The first, which Glenn Greenwald feels is the most telling, was the refusal of a stay of execution for Theresa Lewis, the border line mentally retarded woman who was convicted of murder for hiring two hit men. Lewis’ lawyers argued that because she had the intellectual capacity of a 13 year old, also because she had been manipulated by a much smarter conspirator, because she had no prior history of violence and had been a model prisoner, and because the two men who carried out the actual crime received life terms. The decision by the court was 7 to 2 and, it is argued, that even if Kagan had sided with liberal Justices Ginzburg and Sotomayor it would not have changed the outcome. Still, this is not a good indication that she is as liberal as the Obama administration and the Republicans who objected to her nomination, proclaimed her to be.

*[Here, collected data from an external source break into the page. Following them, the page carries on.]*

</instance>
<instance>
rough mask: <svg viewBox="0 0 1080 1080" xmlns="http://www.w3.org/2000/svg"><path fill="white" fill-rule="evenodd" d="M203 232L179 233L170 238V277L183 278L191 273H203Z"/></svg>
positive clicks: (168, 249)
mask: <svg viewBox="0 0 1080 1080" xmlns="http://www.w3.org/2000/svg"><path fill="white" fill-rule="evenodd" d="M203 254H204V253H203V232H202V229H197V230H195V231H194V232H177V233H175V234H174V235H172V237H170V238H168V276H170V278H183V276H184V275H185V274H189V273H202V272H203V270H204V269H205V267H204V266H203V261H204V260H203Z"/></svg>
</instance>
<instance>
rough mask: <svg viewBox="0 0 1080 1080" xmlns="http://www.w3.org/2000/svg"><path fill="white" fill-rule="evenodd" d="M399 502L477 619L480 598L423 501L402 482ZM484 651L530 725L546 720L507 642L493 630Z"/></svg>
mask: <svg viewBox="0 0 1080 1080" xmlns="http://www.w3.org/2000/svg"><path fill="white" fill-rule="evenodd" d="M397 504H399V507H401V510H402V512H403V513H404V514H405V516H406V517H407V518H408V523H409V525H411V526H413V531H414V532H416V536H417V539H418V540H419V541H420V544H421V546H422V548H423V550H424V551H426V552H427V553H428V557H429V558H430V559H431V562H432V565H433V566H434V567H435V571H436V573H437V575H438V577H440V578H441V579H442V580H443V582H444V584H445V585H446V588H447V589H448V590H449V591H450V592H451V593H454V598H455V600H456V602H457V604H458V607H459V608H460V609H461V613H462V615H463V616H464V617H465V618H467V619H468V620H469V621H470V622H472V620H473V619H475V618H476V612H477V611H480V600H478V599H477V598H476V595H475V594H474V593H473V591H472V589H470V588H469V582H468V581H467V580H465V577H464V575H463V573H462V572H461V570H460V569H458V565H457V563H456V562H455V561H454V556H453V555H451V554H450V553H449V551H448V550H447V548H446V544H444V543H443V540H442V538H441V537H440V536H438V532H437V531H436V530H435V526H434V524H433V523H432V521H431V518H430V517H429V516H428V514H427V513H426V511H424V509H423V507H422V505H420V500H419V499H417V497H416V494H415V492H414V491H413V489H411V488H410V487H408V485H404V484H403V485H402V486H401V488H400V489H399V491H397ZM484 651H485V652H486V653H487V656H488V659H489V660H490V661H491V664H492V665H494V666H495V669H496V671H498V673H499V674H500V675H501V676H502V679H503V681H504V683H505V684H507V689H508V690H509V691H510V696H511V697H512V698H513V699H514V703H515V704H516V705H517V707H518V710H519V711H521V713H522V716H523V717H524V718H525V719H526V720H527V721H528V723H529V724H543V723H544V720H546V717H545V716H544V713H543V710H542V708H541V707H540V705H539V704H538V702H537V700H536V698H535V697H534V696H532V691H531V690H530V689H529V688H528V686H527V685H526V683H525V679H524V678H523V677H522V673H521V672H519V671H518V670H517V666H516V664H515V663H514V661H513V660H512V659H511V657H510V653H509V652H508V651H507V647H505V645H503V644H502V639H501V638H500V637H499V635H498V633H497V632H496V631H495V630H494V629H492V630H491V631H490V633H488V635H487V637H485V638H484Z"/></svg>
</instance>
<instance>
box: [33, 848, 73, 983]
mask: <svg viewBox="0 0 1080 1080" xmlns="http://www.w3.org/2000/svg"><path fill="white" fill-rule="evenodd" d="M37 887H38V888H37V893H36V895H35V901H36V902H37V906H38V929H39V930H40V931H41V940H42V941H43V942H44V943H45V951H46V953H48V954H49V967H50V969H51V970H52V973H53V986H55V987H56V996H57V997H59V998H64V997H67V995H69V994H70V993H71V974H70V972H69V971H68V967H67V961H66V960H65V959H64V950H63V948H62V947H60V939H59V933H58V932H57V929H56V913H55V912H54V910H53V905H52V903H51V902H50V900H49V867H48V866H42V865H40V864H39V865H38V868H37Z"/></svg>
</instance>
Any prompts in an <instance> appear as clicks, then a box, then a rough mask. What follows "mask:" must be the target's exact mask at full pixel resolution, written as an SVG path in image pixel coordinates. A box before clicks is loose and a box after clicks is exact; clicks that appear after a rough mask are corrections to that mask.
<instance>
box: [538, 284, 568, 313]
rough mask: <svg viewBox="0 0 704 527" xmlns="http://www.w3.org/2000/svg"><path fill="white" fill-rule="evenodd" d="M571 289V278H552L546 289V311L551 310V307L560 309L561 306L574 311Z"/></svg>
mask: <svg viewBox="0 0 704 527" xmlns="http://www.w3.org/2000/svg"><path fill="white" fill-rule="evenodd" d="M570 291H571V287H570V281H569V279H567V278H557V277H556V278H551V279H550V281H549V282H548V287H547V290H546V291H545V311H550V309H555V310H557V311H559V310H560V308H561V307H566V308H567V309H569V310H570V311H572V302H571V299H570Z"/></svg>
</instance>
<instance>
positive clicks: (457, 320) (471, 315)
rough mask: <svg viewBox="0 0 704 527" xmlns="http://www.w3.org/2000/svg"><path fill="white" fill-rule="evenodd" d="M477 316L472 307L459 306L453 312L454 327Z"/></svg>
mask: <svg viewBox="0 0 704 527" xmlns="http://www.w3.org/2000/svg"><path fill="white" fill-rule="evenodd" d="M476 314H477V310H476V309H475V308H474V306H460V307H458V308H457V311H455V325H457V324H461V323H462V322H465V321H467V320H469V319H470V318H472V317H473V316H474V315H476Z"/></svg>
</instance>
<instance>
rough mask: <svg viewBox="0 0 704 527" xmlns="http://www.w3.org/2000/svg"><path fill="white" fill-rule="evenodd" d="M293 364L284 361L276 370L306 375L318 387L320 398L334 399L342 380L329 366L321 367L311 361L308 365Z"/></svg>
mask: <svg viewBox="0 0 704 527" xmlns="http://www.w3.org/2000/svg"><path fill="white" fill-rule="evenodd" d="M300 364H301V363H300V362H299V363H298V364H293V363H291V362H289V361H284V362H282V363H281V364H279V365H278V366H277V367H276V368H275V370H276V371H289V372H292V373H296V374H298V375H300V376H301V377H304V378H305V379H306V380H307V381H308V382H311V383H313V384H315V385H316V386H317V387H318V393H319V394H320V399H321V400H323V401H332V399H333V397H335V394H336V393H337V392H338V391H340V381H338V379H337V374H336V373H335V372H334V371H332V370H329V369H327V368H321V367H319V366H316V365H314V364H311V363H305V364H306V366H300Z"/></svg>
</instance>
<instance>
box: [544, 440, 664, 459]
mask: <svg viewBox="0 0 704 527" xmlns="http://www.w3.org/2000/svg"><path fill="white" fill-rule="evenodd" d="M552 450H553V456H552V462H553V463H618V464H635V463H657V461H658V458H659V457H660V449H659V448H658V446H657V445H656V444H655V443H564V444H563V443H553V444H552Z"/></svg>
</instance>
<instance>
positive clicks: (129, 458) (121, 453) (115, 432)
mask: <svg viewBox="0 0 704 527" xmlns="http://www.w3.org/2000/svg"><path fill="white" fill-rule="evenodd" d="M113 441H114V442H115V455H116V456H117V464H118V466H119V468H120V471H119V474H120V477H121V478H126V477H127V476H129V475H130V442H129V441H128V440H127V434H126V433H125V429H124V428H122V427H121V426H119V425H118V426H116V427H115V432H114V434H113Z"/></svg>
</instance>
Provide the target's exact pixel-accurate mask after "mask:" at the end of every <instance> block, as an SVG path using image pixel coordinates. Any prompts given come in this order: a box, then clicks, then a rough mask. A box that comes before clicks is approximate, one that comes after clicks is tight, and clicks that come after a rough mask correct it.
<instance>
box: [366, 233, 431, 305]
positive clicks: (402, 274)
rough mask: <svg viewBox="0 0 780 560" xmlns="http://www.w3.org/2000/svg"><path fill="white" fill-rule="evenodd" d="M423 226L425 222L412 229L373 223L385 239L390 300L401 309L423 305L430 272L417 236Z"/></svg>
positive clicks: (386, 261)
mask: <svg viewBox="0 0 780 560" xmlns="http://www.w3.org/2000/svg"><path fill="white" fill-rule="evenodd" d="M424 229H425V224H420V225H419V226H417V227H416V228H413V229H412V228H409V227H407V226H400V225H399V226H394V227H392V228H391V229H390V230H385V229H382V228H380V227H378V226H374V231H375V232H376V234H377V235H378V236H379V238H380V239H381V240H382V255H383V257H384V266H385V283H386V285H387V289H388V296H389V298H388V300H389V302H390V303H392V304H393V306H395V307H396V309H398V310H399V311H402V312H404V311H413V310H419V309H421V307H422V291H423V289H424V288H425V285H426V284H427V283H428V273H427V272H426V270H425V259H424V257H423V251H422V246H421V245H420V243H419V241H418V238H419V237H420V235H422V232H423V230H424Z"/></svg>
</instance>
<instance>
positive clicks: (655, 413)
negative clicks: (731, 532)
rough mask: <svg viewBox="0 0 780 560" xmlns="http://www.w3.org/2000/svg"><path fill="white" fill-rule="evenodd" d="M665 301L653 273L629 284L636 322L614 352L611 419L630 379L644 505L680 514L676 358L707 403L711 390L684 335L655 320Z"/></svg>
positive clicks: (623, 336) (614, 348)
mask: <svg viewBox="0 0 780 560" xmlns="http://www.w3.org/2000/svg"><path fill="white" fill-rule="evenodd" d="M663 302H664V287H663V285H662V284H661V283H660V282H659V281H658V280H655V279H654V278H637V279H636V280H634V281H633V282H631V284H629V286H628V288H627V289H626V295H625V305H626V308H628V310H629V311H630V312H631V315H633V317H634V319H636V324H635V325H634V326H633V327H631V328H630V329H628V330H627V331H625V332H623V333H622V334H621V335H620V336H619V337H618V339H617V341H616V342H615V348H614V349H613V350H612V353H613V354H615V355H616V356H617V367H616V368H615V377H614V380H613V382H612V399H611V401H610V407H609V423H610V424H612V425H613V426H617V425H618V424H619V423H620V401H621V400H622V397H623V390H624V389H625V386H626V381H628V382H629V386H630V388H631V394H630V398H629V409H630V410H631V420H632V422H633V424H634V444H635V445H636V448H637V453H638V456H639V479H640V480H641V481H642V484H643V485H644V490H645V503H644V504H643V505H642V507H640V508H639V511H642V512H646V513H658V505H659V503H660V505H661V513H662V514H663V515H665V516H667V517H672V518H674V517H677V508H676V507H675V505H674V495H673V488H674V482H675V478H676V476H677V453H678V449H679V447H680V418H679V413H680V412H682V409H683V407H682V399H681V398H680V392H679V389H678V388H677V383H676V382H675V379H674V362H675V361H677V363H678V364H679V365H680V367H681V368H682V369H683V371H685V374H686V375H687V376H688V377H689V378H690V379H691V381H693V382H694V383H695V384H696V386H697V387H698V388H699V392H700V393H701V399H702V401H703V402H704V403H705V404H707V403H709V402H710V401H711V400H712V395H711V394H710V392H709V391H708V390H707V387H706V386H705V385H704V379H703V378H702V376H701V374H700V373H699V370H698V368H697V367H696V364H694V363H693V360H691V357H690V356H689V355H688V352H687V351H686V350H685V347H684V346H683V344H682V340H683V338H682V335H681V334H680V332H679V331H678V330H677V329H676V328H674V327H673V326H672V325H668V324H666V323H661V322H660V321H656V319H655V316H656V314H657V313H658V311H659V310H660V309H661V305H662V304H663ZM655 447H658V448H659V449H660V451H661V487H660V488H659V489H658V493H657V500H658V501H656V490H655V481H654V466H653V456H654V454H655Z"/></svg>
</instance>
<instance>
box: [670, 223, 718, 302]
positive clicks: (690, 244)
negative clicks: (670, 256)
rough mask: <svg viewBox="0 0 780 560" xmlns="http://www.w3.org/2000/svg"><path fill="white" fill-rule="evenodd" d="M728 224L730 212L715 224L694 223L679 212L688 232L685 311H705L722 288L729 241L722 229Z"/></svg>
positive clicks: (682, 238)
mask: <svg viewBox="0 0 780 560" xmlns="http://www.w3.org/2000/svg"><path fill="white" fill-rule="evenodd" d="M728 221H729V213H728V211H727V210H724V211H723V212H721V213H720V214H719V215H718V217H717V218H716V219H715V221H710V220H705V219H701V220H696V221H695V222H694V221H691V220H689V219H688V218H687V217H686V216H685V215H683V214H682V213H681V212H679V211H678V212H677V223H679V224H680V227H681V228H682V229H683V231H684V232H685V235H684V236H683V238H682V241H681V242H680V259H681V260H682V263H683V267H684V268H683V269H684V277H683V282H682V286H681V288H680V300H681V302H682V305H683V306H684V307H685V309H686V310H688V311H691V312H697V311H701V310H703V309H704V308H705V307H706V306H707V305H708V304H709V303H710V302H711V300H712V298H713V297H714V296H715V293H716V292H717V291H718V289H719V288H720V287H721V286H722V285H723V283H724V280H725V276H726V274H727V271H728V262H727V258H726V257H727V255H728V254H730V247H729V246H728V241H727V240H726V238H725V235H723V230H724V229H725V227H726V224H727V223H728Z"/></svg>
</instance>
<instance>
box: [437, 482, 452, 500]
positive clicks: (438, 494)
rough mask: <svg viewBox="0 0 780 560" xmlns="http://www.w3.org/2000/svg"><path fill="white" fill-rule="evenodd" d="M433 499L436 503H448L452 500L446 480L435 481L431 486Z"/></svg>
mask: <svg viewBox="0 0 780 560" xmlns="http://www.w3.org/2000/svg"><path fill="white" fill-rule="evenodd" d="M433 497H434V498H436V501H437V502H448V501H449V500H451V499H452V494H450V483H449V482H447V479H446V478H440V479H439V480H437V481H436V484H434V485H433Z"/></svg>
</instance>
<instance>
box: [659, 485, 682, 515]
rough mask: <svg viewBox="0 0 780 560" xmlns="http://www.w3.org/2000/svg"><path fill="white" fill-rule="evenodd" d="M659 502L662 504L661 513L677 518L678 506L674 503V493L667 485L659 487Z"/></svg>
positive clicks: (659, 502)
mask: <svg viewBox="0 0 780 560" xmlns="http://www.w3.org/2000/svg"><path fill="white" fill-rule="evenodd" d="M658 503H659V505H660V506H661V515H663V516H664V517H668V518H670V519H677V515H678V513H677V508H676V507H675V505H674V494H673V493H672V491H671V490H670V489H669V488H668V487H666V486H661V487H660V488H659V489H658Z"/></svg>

The second ruling is a little hazier since she basically sided with the “boys” to not hear a case that involved the violation of the 1st Amendment rights of two Denver residents were removed from a Bush campaign event solely due to a bumper sticker on their car which read: “No More Blood for Oil.” A lower court had dismissed the case and an that decision was upheld on appeal. Kagan did not join Justice Sotomayor who sided with Justice Ginzburg’s written opinion that dissented from the majority’s refusal to hear the case.
Her answer to questions of where she stood on executive privilege and indefinite detentions during her hearings fro Solicitor General were a clear indication that she was not even close to center let alone left in her opinions.
I am, however, in agreement with Greenwald in his conclusion which is not very optimistic about just how Kagan will rule.
Caution is warranted against reading too much into Kagan’s actions, particularly the latter one. There are multiple factors which the Court must consider in deciding which cases to take, and a refusal to review a case does not denote agreement with the outcome in the lower court (of the two decisions, Kagan’s refusal to stay the execution is more revealing). Moreover, in both cases, the outcome would not have changed had Kagan joined Ginsburg and Sotomayor, so it’s possible that her joining with the majority was merely some sort of strategic calculation to curry favor early on. Still, these two decisions not to join Ginsburg and Sotomayor are substantive ones, and are at least worth noting as very preliminary signs of Kagan’s approach on the Court.